|The Vasa at Vasamuseet, Stockholm|
In 1628, Sweden's nautical power was at it's prime. Sweden had joined the devastating Thirty Years War with Denmark and had an interest in controlling the upper part of the Germanic territories bordering the Baltic Sea while all the confusion was going on below. It was a pretty good tactic, to jump in while whole regions of lower Europe were being devastated and everyone was in disarrary, much like the shrewd character who sneakily sidles over and pockets the crown-jewels while the other thieves are rolling around in a discordant dust cloud.

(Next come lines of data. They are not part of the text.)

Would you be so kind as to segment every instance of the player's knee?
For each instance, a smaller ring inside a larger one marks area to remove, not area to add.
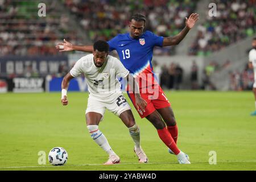
[[[90,136],[93,139],[96,139],[102,134],[101,132],[98,129],[98,125],[88,125],[87,129],[88,129]]]
[[[174,126],[176,125],[175,118],[171,118],[171,119],[169,119],[168,121],[165,121],[166,124],[168,126]]]
[[[161,130],[164,128],[166,126],[164,122],[160,118],[155,118],[152,122],[154,126],[157,130]]]
[[[139,127],[136,123],[133,126],[129,128],[129,132],[131,135],[138,135],[139,134]]]

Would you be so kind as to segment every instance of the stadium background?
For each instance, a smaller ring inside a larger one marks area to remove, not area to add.
[[[46,16],[40,17],[38,5],[42,2],[46,5]],[[209,15],[210,3],[217,5],[216,17]],[[62,77],[86,53],[59,52],[55,48],[58,43],[64,38],[81,45],[109,40],[127,31],[128,17],[137,12],[146,15],[146,30],[164,36],[176,35],[184,27],[185,18],[192,13],[200,14],[196,26],[180,44],[154,49],[154,71],[159,74],[168,96],[172,96],[168,90],[174,93],[173,98],[168,97],[171,101],[175,100],[175,94],[180,99],[183,94],[193,96],[191,90],[203,96],[202,90],[248,90],[241,92],[247,97],[242,101],[248,101],[246,106],[253,110],[250,92],[253,71],[247,65],[251,40],[256,36],[255,3],[254,0],[0,0],[0,93],[3,93],[0,94],[0,113],[7,115],[0,121],[5,126],[10,118],[3,104],[9,102],[8,97],[34,98],[37,95],[30,93],[60,90]],[[117,56],[115,52],[112,54]],[[86,91],[84,78],[72,80],[69,90]],[[11,92],[28,94],[13,95]],[[59,102],[59,92],[46,94]],[[32,108],[30,109],[33,112]],[[187,114],[183,110],[184,113],[177,111],[177,114]],[[248,114],[250,111],[247,111]],[[252,129],[255,126],[254,123]],[[255,134],[252,135],[255,140]],[[254,143],[253,149],[255,147]],[[255,154],[253,158],[255,160]]]

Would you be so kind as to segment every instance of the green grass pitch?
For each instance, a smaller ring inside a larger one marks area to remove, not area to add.
[[[256,169],[256,117],[250,115],[255,109],[252,92],[166,94],[179,129],[178,147],[188,154],[191,165],[177,164],[153,126],[141,119],[133,106],[149,163],[138,163],[127,129],[106,111],[100,129],[121,164],[105,166],[102,164],[108,155],[91,139],[86,127],[87,93],[68,93],[67,106],[61,105],[60,93],[7,93],[0,94],[0,170]],[[63,166],[52,166],[48,161],[49,150],[56,146],[68,153]],[[38,155],[40,151],[46,152],[46,164],[38,164],[39,159],[43,159]],[[216,165],[209,163],[212,151],[217,154]]]

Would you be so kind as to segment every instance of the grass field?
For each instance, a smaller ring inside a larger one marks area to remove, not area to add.
[[[88,93],[69,93],[67,106],[61,105],[60,93],[8,93],[0,94],[0,170],[256,170],[251,92],[166,93],[178,124],[178,147],[189,155],[191,165],[177,164],[153,126],[133,109],[149,163],[138,163],[128,130],[106,111],[100,129],[121,164],[105,166],[102,164],[108,155],[91,139],[86,127]],[[68,153],[63,166],[52,166],[48,162],[48,152],[56,146]],[[38,163],[40,151],[46,153],[46,164]],[[208,162],[211,151],[217,154],[216,165]]]

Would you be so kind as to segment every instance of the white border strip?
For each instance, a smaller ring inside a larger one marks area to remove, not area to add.
[[[218,163],[256,163],[256,160],[228,160],[228,161],[217,161]],[[192,162],[192,164],[202,164],[202,163],[208,163],[208,162]],[[143,164],[178,164],[176,163],[144,163]],[[120,163],[115,165],[129,165],[129,164],[142,164],[140,163]],[[12,167],[0,167],[0,169],[19,169],[19,168],[48,168],[48,167],[80,167],[80,166],[104,166],[103,164],[80,164],[80,165],[64,165],[64,166],[12,166]],[[111,165],[110,165],[111,166]]]

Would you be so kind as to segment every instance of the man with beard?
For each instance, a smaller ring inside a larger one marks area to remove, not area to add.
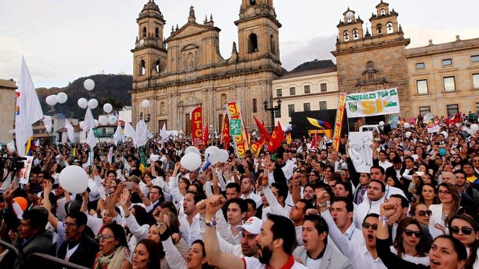
[[[367,215],[362,221],[362,235],[365,244],[354,245],[345,237],[336,226],[334,220],[328,210],[326,201],[329,200],[329,195],[325,190],[318,194],[317,202],[321,205],[319,211],[329,227],[328,234],[338,249],[347,257],[352,264],[354,269],[385,269],[386,267],[377,256],[376,250],[376,231],[379,223],[379,215],[375,213]],[[317,213],[316,209],[307,214]]]
[[[66,241],[60,246],[58,258],[91,268],[99,248],[97,243],[85,234],[86,220],[83,212],[76,211],[67,215],[63,223]]]
[[[352,268],[349,259],[328,244],[328,230],[322,217],[306,216],[301,235],[304,245],[294,250],[294,257],[311,269]]]
[[[215,232],[214,214],[225,202],[224,197],[221,196],[210,196],[207,200],[205,222],[208,235]],[[261,232],[255,239],[259,248],[257,258],[241,258],[222,252],[214,236],[205,237],[205,249],[208,264],[218,269],[305,269],[307,268],[295,261],[292,255],[295,238],[294,226],[290,220],[283,216],[268,215],[267,220],[263,222]]]

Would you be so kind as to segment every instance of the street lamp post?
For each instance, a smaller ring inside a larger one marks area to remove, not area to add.
[[[272,101],[271,101],[272,103]],[[273,106],[272,104],[271,107],[268,107],[268,101],[265,100],[263,104],[265,106],[265,112],[270,111],[271,112],[271,130],[273,130],[273,128],[274,127],[274,112],[277,111],[281,111],[281,100],[280,99],[278,99],[278,105],[276,106]]]

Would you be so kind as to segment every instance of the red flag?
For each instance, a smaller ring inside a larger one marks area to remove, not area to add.
[[[271,153],[275,152],[281,146],[281,143],[285,139],[284,132],[281,128],[281,124],[278,122],[278,126],[273,131],[273,135],[271,136],[269,144],[268,146],[268,151]]]
[[[205,145],[205,148],[207,147],[207,146],[208,145],[208,132],[209,130],[208,129],[208,124],[205,124],[205,127],[203,127],[203,145]]]
[[[260,134],[261,135],[261,137],[264,138],[266,142],[269,141],[271,139],[271,135],[269,135],[269,133],[268,132],[267,130],[266,129],[266,127],[265,127],[265,124],[262,123],[260,122],[256,117],[253,116],[254,118],[255,122],[256,122],[256,125],[258,126],[258,130],[260,132]]]

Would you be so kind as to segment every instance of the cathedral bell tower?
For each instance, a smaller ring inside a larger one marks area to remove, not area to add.
[[[269,58],[279,62],[278,29],[273,0],[242,0],[238,27],[240,60]]]
[[[133,52],[133,82],[147,80],[164,70],[166,48],[163,42],[166,21],[154,0],[149,0],[136,19],[138,36]],[[134,84],[133,84],[134,85]]]

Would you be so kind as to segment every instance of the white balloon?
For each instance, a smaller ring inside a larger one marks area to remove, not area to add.
[[[83,98],[79,99],[78,101],[77,102],[78,103],[78,106],[84,109],[86,108],[86,107],[88,106],[88,101],[86,100],[86,99]]]
[[[85,90],[89,92],[95,88],[95,81],[93,79],[88,78],[83,83],[83,86],[85,87]]]
[[[479,130],[479,125],[476,123],[471,124],[471,129],[475,132],[477,131],[478,130]]]
[[[116,123],[116,121],[118,119],[116,119],[116,117],[115,115],[110,115],[110,117],[108,117],[108,123],[110,123],[110,125],[114,125]]]
[[[193,171],[200,168],[201,165],[201,157],[194,152],[189,152],[182,157],[180,163],[187,170]]]
[[[141,106],[143,108],[148,108],[150,107],[150,101],[148,101],[146,99],[145,99],[141,101]]]
[[[97,106],[98,106],[98,101],[97,101],[96,99],[92,98],[88,100],[88,107],[90,109],[95,109]]]
[[[221,156],[221,158],[219,159],[219,162],[224,163],[230,158],[230,153],[228,152],[228,150],[224,149],[219,150],[219,155]]]
[[[185,154],[189,153],[190,152],[193,152],[194,153],[196,153],[198,155],[200,155],[200,150],[198,149],[196,147],[194,147],[194,146],[190,146],[188,147],[186,147],[186,149],[185,149]]]
[[[81,194],[88,186],[88,175],[80,166],[70,165],[60,173],[60,185],[64,190],[73,194]]]
[[[55,105],[58,102],[58,100],[56,99],[56,96],[54,95],[47,96],[45,98],[45,101],[48,105]]]
[[[58,93],[58,94],[56,95],[56,99],[59,103],[62,104],[67,101],[68,96],[65,93]]]
[[[108,118],[106,116],[102,115],[98,117],[98,122],[100,122],[100,125],[106,125],[108,124]]]
[[[113,110],[113,106],[109,103],[106,103],[106,104],[103,105],[103,111],[105,112],[106,113],[109,113]]]

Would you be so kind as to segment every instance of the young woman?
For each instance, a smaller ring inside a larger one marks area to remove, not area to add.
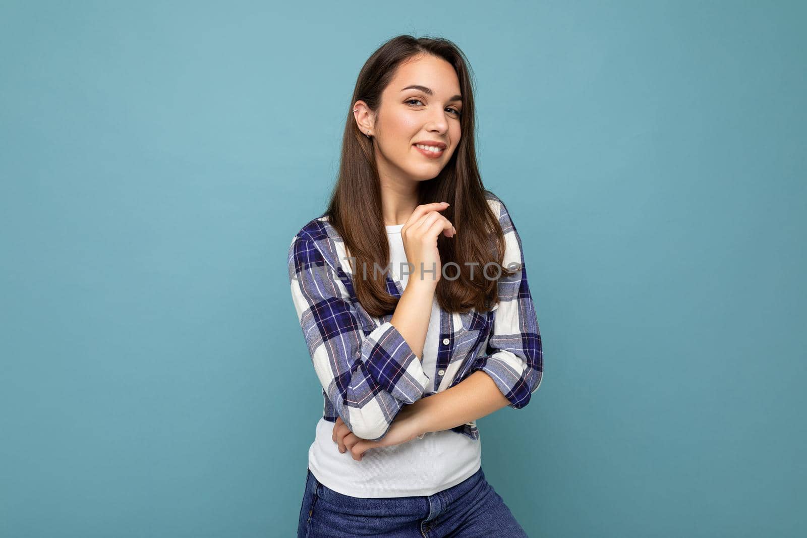
[[[447,40],[374,52],[328,211],[291,242],[323,394],[299,536],[527,536],[475,421],[527,405],[541,336],[521,240],[477,169],[471,84]]]

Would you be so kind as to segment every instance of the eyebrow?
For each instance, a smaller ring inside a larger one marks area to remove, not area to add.
[[[429,88],[427,88],[426,86],[421,86],[421,85],[420,85],[418,84],[412,84],[412,85],[408,85],[406,88],[402,88],[401,91],[406,91],[407,90],[420,90],[420,91],[422,91],[426,95],[433,95],[434,94],[434,92],[433,92]],[[449,101],[459,101],[460,102],[462,102],[462,95],[453,95],[449,99]]]

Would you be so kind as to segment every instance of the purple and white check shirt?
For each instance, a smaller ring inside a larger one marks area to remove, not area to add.
[[[295,236],[288,252],[291,298],[322,385],[326,420],[340,416],[358,437],[378,440],[404,405],[454,386],[476,370],[493,379],[510,407],[529,402],[541,384],[543,353],[521,240],[504,202],[490,191],[485,198],[506,240],[504,266],[520,264],[521,269],[499,279],[499,301],[489,311],[440,309],[433,372],[424,371],[391,323],[391,312],[374,317],[362,307],[344,241],[327,215],[309,221]],[[399,298],[404,290],[391,273],[387,290]],[[436,390],[427,391],[433,376]],[[477,440],[475,422],[451,429]]]

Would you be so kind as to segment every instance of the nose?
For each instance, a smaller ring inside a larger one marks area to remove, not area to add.
[[[444,133],[449,128],[449,123],[445,119],[445,114],[442,111],[438,111],[430,118],[429,131],[431,132]]]

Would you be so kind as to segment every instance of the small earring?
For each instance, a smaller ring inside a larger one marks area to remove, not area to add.
[[[358,110],[358,108],[354,108],[353,112],[355,112]],[[366,133],[365,133],[365,135],[366,135],[367,138],[370,138],[370,131],[367,131]]]

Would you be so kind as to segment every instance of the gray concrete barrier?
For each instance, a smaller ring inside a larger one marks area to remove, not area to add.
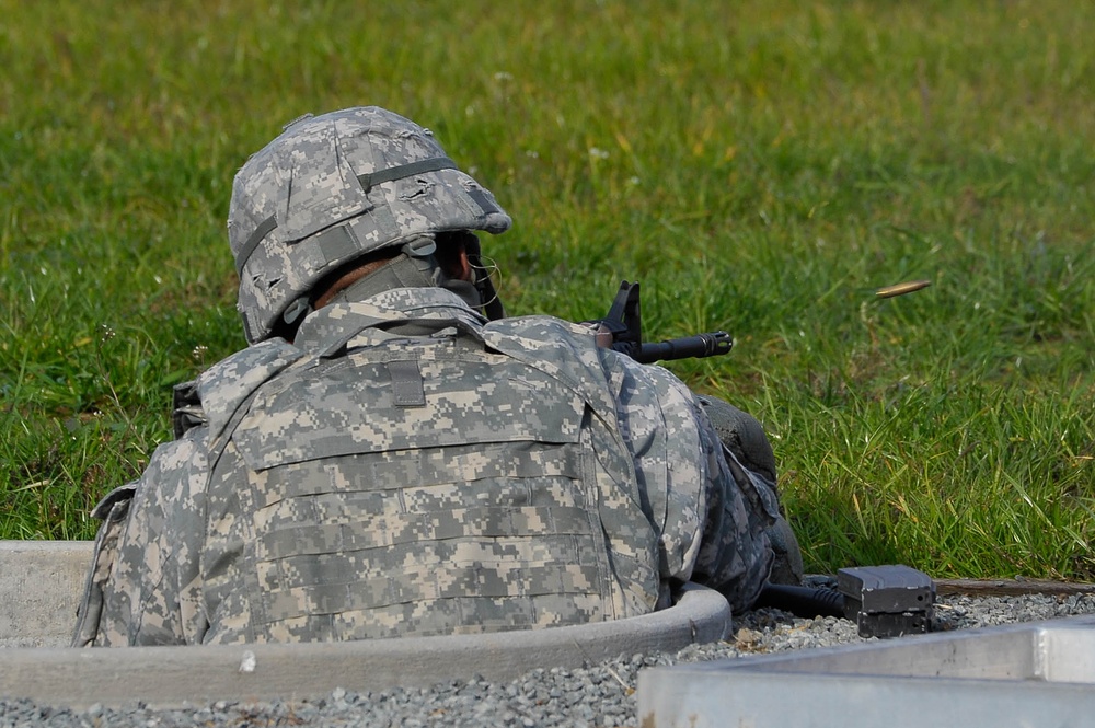
[[[0,542],[5,644],[67,644],[89,562],[85,543]],[[44,585],[39,589],[46,580],[51,591]],[[32,591],[39,593],[31,598]],[[726,600],[688,585],[680,601],[662,612],[553,629],[300,645],[15,647],[0,660],[0,696],[73,708],[138,700],[152,707],[301,700],[335,687],[424,686],[475,674],[508,680],[535,668],[575,668],[619,655],[678,650],[723,639],[729,632]]]
[[[69,644],[91,546],[91,541],[0,541],[0,647]]]

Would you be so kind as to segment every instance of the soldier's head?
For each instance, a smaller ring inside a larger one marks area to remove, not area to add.
[[[464,251],[479,265],[473,231],[510,224],[414,122],[376,106],[302,117],[232,185],[228,234],[244,333],[251,343],[291,338],[316,300],[347,279],[371,292],[443,286],[500,316],[489,279],[472,271],[463,280],[457,274],[468,271],[452,259]],[[369,275],[355,278],[362,264]]]

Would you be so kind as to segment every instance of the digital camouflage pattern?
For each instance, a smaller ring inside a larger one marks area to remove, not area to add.
[[[502,233],[494,196],[433,134],[376,106],[306,116],[235,175],[228,234],[247,340],[325,275],[367,253],[449,230]]]
[[[740,610],[771,567],[774,484],[679,380],[437,288],[312,313],[183,388],[176,423],[97,511],[77,645],[549,627],[684,580]]]

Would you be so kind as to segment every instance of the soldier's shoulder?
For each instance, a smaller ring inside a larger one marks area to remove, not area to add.
[[[214,432],[262,384],[308,356],[281,338],[267,339],[221,359],[192,382],[175,388],[175,434],[208,425]]]

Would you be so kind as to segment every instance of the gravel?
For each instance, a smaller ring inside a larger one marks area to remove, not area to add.
[[[1095,614],[1095,596],[941,597],[935,629],[972,627]],[[153,710],[140,704],[122,709],[93,705],[83,712],[28,701],[0,700],[0,728],[60,726],[97,728],[158,726],[634,726],[638,671],[645,667],[724,658],[749,659],[795,649],[863,642],[845,620],[803,620],[772,609],[735,620],[735,634],[724,643],[693,645],[675,655],[631,655],[585,669],[533,670],[512,682],[479,677],[430,689],[353,693],[342,689],[316,701],[193,705]]]

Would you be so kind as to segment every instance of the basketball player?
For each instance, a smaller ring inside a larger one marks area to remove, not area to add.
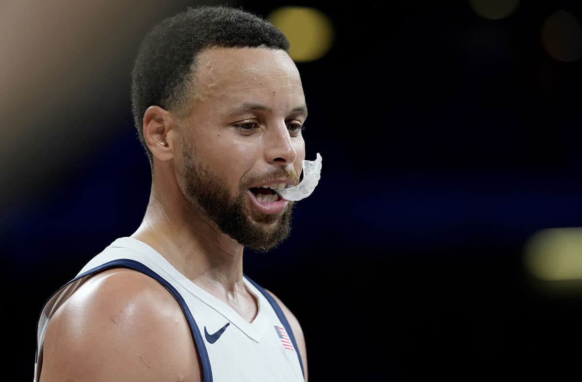
[[[147,34],[132,100],[149,203],[45,306],[35,381],[307,380],[297,319],[243,271],[245,247],[288,237],[294,202],[278,192],[304,169],[289,48],[226,6],[189,8]]]

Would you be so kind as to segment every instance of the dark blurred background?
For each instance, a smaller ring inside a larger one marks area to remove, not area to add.
[[[33,2],[0,3],[14,381],[32,380],[45,301],[145,211],[129,103],[141,38],[189,5],[225,3]],[[576,379],[579,2],[228,3],[276,15],[313,48],[292,52],[321,179],[288,240],[245,255],[302,323],[310,380]]]

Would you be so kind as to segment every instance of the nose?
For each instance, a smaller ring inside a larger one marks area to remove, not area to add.
[[[284,122],[267,129],[265,141],[265,159],[268,162],[284,165],[295,161],[297,151]]]

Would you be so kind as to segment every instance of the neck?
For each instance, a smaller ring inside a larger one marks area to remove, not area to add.
[[[236,294],[243,285],[243,247],[222,233],[181,192],[159,188],[152,187],[143,220],[132,237],[150,245],[211,293]]]

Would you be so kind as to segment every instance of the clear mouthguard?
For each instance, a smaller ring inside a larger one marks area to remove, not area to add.
[[[303,161],[303,179],[297,186],[288,186],[282,190],[273,190],[288,200],[301,200],[311,194],[320,181],[321,172],[321,155],[318,153],[314,161]]]

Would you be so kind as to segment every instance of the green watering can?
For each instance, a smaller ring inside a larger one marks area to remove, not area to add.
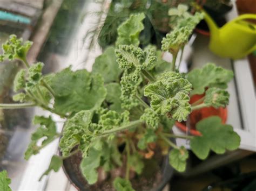
[[[256,20],[256,14],[242,15],[219,28],[201,11],[211,32],[209,48],[217,55],[238,59],[256,50],[256,25],[245,20]]]

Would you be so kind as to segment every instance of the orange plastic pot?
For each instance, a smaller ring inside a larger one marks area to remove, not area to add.
[[[192,104],[204,96],[204,94],[195,95],[191,97],[190,104]],[[194,136],[200,136],[199,131],[196,129],[196,124],[200,121],[210,116],[217,116],[221,118],[222,123],[225,124],[227,121],[227,109],[226,108],[219,108],[215,109],[212,107],[204,108],[193,111],[189,116],[190,123],[190,129],[186,126],[185,123],[176,122],[176,125],[183,132],[189,132],[190,135]]]

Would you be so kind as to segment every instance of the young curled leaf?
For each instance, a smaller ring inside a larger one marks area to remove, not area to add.
[[[197,124],[196,128],[202,136],[193,137],[190,141],[190,147],[199,159],[205,159],[210,150],[223,154],[226,150],[233,151],[239,146],[239,136],[232,126],[222,124],[219,117],[203,119]]]
[[[179,149],[173,148],[169,154],[170,164],[179,172],[186,169],[186,161],[188,158],[188,152],[182,146]]]
[[[116,45],[133,45],[139,46],[139,35],[144,29],[142,21],[145,18],[144,13],[132,14],[129,18],[117,29],[118,35]]]
[[[14,81],[14,90],[17,92],[26,87],[26,70],[24,69],[21,69],[16,74]]]
[[[168,114],[170,118],[185,121],[191,111],[188,94],[192,86],[178,73],[163,74],[156,82],[147,85],[144,95],[151,99],[151,107],[158,115]]]
[[[113,186],[117,191],[135,191],[130,181],[120,177],[116,178]]]
[[[160,118],[157,114],[151,108],[146,108],[140,119],[144,120],[150,127],[154,129],[158,128],[160,123]]]
[[[204,103],[215,108],[225,108],[228,104],[230,94],[227,91],[217,88],[208,89],[205,93]]]

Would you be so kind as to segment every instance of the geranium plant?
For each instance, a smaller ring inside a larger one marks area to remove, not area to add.
[[[3,45],[0,59],[19,59],[26,68],[19,70],[14,83],[17,94],[13,98],[19,103],[1,104],[0,108],[37,106],[65,120],[59,133],[51,116],[35,116],[33,123],[38,128],[32,135],[25,158],[29,159],[60,138],[61,155],[52,157],[43,175],[51,170],[57,172],[64,159],[80,152],[80,169],[89,184],[97,182],[100,167],[109,172],[125,166],[125,175],[117,176],[113,186],[117,190],[133,190],[129,174],[142,173],[144,159],[154,154],[152,144],[159,146],[163,154],[169,155],[170,164],[179,172],[185,170],[188,152],[184,146],[177,146],[171,138],[190,140],[192,151],[201,159],[210,151],[222,154],[237,148],[239,136],[217,116],[198,123],[200,136],[172,132],[175,121],[186,121],[192,111],[210,106],[225,107],[228,103],[229,94],[225,89],[233,77],[231,71],[208,63],[181,74],[176,64],[178,52],[203,17],[196,13],[180,19],[163,39],[160,51],[153,45],[144,49],[139,47],[145,15],[132,15],[118,29],[116,46],[107,47],[96,59],[91,72],[73,71],[70,67],[43,75],[43,63],[26,61],[32,43],[10,36]],[[171,63],[161,59],[161,51],[172,54]],[[205,92],[199,103],[190,104],[190,96]],[[122,151],[121,145],[124,145]]]

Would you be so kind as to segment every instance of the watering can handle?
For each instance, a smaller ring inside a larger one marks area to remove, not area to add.
[[[254,19],[256,20],[256,14],[244,14],[237,17],[232,22],[237,22],[244,19]]]

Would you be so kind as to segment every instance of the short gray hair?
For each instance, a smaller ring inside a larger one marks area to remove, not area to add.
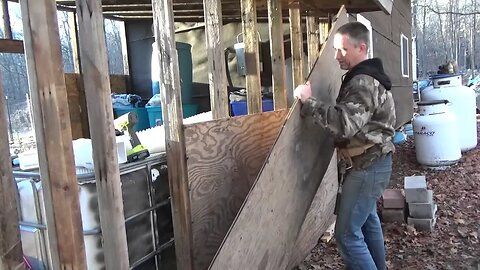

King Gustavus Adolphus (a stunningly original name for a Swedish monarch. By the by, if you ever have to guess the name of a Swedish King, Gustav is a fair bet) was one of the most successful Swedish monarchs in terms of military victory having ruled throughout the entire war, and decided near the end of the fiasco to comission a military vessel - another warship as grand in its scale as his percieved victory.
He would not be there when his ship was launched however. The king was abroad when the beautiful and mighty vessel 'Vasa' left the harbour, and whilst upon it's maiden voyage out of Stockholm foundered less than a mile from its fanfare-surrounded point of origin and sank.
|The extremely detailed stern and aftcastle of the Vasa|
Due to faults in design from rushed planning, an insufficient and cricial lack of ballast, and a rather strong wind straight off the bat, the great ship was doomed to founder and after its precious bronze cannons were retrieved in the 17th century, was forgotten, lying on the ocean floor until discovered again by chance in the mid 1900's.
Luckily the freezing waters (and thus lack of woodworm) preserved the ship remarkably well, and today it sits in a museum for all to see, Stockholm's Vasamuseet. It's a definite to-do if you're visiting the city.